In the United Kingdom, this communication is only addressed to and is only directed at Qualified Investors who (i) are investment professionals falling within Article 19(5) of the Financial Services and Markets Act 2000 (Financial Promotion) Order 2005 (as amended) (the “Order”) or (ii) are persons falling within Article 49(2)(a) to (d) of the Order (high net worth companies, unincorporated associations, etc.) (all such persons together being referred to as “Relevant Persons”). These materials are directed only at Relevant Persons and must not be acted on or relied on by persons who are not Relevant Persons. Any investment or investment activity to which this announcement relates is available only to Relevant Persons and will be engaged in only with Relevant Persons. Persons distributing this communication must satisfy themselves that it is lawful to do so.
Matters discussed in this announcement may constitute forward-looking statements. Forward-looking statements are statements that are not historical facts and may be identified by words such as “believe”, “expect”, “anticipate”, “strategy”, “intends”, “estimate”, “will”, “may”, “continue”, “should” and similar expressions.

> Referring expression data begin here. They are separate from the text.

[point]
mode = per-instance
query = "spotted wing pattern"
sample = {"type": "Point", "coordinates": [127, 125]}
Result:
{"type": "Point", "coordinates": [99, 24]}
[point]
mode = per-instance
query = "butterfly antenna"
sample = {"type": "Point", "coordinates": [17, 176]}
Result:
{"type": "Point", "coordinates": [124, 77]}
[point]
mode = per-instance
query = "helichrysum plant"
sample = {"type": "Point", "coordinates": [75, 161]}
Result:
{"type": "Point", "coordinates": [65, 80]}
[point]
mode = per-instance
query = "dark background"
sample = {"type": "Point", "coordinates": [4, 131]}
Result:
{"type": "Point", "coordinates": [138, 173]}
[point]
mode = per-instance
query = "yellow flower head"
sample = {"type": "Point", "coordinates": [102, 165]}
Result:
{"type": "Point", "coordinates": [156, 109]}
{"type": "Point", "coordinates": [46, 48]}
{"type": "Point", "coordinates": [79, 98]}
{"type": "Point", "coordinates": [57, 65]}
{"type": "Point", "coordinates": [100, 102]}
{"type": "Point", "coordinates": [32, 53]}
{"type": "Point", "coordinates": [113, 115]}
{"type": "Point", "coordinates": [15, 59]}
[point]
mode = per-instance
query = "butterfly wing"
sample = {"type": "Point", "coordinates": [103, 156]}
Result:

The forward-looking statements in this release are based upon various assumptions, many of which are based, in turn, upon further assumptions. Although the Company believe that these assumptions were reasonable when made, these assumptions are inherently subject to significant known and unknown risks, uncertainties, contingencies and other important factors which are difficult or impossible to predict, and are beyond its control. Such risks, uncertainties, contingencies and other important factors could cause actual events to differ materially from the expectations expressed or implied in this release by such forward-looking statements. The Company does not make any guarantee that the assumptions underlying the forward-looking statements in this announcement are free from errors nor does it accept any responsibility for the future accuracy of the opinions expressed in this announcement or any obligation to update or revise the statements in this announcement to reflect subsequent events. You should not place undue reliance on the forward-looking statements in this announcement.
The information, opinions and forward-looking statements contained in this announcement speak only as at its date, and are subject to change without notice. The Company does not undertake any obligation to review, update, confirm, or to release publicly any revisions to any forward-looking statements to reflect events that occur or circumstances that arise in relation to the content of this announcement.

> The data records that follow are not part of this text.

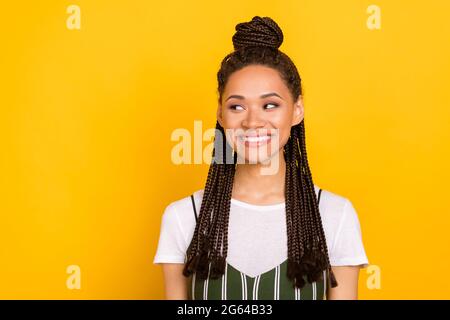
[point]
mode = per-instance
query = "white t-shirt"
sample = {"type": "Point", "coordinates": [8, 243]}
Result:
{"type": "Point", "coordinates": [257, 236]}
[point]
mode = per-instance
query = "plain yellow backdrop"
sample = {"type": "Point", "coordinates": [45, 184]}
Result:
{"type": "Point", "coordinates": [87, 115]}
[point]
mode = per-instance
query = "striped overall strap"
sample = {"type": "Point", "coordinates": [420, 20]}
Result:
{"type": "Point", "coordinates": [271, 285]}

Neither the Manager nor any of its affiliates makes any representation as to the accuracy or completeness of this announcement and none of them accepts any responsibility for the contents of this announcement or any matters referred to herein.

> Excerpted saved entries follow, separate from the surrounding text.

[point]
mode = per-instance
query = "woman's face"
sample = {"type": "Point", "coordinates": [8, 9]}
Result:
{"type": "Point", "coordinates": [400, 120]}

This announcement is for information purposes only and is not to be relied upon in substitution for the exercise of independent judgment. It is not intended as investment advice and under no circumstances is it to be used or considered as an offer to sell, or a solicitation of an offer to buy any securities or a recommendation to buy or sell any securities of the Company. Neither the Manager nor any of its affiliates accepts any liability arising from the use of this announcement.
The distribution of this announcement and other information may be restricted by law in certain jurisdictions. Persons into whose possession this announcement or such other information should come are required to inform themselves about and to observe any such restrictions.